Fix Dirichlet.log_prob() when x=0 and alpha=1

test/distributions/test_distributions.py

@@ -2773,6 +2773,20 @@ def test_dirichlet_log_prob(self):
             expected_log_prob = scipy.stats.dirichlet.logpdf(x[i].numpy(), alpha.numpy())
             self.assertEqual(actual_log_prob[i], expected_log_prob, atol=1e-3, rtol=0)
 
+    @unittest.skipIf(not TEST_NUMPY, "NumPy not found")
+    def test_dirichlet_log_prob_zero(self):
+        # Specifically test the special case where x=0 and α=1.  The PDF is
+        # proportional to x**(α-1), which in this case works out to 0**0=1.
+        # The log PDF of this term should therefore be 0.  However, it's easy
+        # to accidentally introduce NaNs by calculating log(x) without regard
+        # for the value of α-1.
+        alpha = torch.tensor([1, 2])
+        dist = Dirichlet(alpha)
+        x = torch.tensor([0, 1])
+        actual_log_prob = dist.log_prob(x)
+        expected_log_prob = scipy.stats.dirichlet.logpdf(x.numpy(), alpha.numpy())
+        self.assertEqual(actual_log_prob, expected_log_prob, atol=1e-3, rtol=0)
+
     @unittest.skipIf(not TEST_NUMPY, "NumPy not found")
     def test_dirichlet_sample(self):
         set_rng_seed(0)  # see Note [Randomized statistical tests]

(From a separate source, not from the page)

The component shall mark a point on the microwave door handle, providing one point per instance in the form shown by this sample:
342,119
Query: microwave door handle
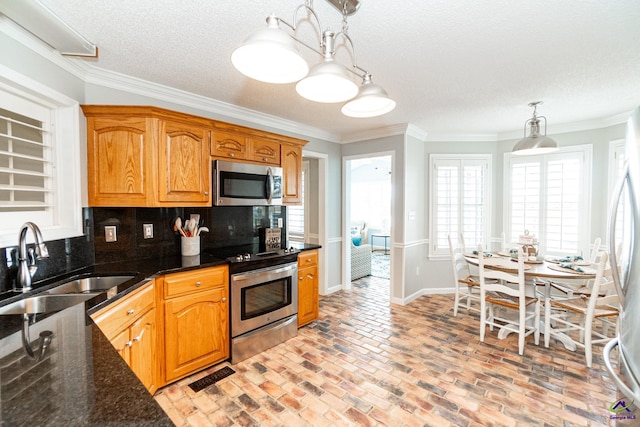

torch/distributions/dirichlet.py

@@ -69,7 +69,7 @@ def rsample(self, sample_shape=()):
     def log_prob(self, value):
         if self._validate_args:
             self._validate_sample(value)
-        return ((torch.log(value) * (self.concentration - 1.0)).sum(-1) +
+        return (torch.xlogy(self.concentration - 1.0, value).sum(-1) +
                 torch.lgamma(self.concentration.sum(-1)) -
                 torch.lgamma(self.concentration).sum(-1))